CB Randall Gay (#20):

Patriots fans will remember Gay as the undrafted free agent who ended up starting as a rookie in 2004, including in a winning Super Bowl effort. Two injury plagued years were followed up with a solid campaign for the Pats in 2007 that ultimately landed Gay in the Super Bowl again. He left following that season for the mega-contract he is now playing with for the Saints. A Louisiana native and LSU grad who won a National Championship there is playing at home and playing well now for the undefeated Saints. Last year he started 13 of the 14 games he played for the Saints, but this year he has only started 3 of the 10 Saints game, though he has started the last two. Gay is a solid player who can be beat and occasionally is, but also makes some plays, is solid against the run and is a good overall player. As the Patriots well know.

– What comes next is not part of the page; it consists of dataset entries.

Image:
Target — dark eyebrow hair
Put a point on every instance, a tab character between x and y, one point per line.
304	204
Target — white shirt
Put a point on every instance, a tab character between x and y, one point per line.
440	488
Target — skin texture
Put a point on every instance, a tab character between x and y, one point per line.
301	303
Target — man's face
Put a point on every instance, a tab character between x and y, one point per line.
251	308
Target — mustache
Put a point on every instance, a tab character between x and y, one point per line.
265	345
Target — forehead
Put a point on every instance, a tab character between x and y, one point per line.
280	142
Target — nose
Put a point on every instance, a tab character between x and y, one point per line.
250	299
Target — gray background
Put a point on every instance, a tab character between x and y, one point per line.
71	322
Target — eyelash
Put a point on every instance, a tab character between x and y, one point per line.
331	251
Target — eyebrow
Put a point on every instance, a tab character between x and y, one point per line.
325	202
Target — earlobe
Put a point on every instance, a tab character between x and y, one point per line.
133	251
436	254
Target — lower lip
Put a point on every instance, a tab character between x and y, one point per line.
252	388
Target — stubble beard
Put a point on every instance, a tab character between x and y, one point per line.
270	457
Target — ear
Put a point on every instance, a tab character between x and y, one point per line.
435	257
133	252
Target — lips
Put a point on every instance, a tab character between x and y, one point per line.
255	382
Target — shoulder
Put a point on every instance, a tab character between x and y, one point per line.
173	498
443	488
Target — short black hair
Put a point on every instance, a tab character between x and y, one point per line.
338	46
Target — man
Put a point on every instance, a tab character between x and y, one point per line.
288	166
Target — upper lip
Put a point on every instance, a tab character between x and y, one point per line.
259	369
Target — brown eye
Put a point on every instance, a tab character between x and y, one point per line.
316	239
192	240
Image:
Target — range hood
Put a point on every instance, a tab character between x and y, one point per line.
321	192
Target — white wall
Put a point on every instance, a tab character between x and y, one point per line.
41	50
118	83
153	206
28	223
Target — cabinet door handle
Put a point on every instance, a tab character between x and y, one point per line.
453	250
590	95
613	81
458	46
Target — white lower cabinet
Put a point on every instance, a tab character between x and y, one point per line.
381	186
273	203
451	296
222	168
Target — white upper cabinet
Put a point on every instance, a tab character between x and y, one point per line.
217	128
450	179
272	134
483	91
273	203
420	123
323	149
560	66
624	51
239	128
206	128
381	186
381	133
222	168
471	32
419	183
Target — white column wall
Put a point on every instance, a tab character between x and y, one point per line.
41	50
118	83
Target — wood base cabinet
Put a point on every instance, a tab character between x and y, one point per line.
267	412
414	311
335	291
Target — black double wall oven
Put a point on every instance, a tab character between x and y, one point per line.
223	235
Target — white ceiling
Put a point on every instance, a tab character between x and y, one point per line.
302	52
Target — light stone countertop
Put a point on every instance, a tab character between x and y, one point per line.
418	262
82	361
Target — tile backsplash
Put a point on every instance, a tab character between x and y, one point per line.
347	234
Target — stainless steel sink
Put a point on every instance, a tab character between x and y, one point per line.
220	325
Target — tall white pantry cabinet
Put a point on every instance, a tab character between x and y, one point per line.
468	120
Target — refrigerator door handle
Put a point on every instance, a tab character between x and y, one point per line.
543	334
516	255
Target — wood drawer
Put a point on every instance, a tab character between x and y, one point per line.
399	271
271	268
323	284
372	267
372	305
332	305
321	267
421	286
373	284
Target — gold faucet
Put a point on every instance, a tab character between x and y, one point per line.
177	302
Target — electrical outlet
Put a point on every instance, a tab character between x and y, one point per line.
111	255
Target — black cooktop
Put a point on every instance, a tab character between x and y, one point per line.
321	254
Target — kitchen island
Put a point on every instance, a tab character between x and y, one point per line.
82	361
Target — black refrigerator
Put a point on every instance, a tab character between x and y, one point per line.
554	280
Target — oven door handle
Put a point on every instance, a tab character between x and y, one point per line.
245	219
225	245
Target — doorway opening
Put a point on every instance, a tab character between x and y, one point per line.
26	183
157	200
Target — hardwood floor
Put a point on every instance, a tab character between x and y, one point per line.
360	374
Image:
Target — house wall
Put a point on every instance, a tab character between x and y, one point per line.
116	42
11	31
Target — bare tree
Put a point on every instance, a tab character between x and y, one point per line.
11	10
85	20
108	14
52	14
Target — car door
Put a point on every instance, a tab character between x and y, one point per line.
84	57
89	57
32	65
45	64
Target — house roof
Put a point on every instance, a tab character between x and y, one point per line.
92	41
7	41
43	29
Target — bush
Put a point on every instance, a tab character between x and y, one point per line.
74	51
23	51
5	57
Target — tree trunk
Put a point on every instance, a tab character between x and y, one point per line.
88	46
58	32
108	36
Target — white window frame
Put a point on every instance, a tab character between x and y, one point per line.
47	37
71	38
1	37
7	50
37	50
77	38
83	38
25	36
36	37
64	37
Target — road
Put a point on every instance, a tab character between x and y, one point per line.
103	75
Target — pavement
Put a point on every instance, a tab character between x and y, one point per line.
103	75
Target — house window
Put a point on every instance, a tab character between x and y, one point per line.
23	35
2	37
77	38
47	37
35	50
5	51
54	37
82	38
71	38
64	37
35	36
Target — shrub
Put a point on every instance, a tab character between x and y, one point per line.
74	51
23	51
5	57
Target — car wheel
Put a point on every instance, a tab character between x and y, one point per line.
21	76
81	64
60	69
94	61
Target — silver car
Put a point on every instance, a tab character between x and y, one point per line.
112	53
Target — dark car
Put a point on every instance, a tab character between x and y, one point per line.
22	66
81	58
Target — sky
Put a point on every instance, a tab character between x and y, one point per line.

Defensive Coordinator Gregg Williams:

One of the more encouraging aspects of this game that suggests the Patriots could win this game is Williams. Beyond the mediocre statistical ranking in both yards allowed and points allowed, the Saints defense is coordinated by Williams, a coach the Patriots often have dominated over the years. When he was head coach of the Buffalo Bills between 2001 and 2003, the Patriots went 5-1 against him. When he moved on to coordinate the Washington Redskins defense, the Patriots lit him up and his defense for 52 points in 2007 and it was lucky the number was that low. They have gone 6-1 against his defenses during the Bill Belichick era averaging more than 30 points per game in their victories. Given that the Saints only have an average defense anyway this year and given the proficiency of the Patriots offense overall and particularly against Williams in the past, it seems reasonable to conclude the Patriots will score somewhere in the mid-30’s to low 40’s in this game and if they can slow down the Saints offense at all, they’ll win.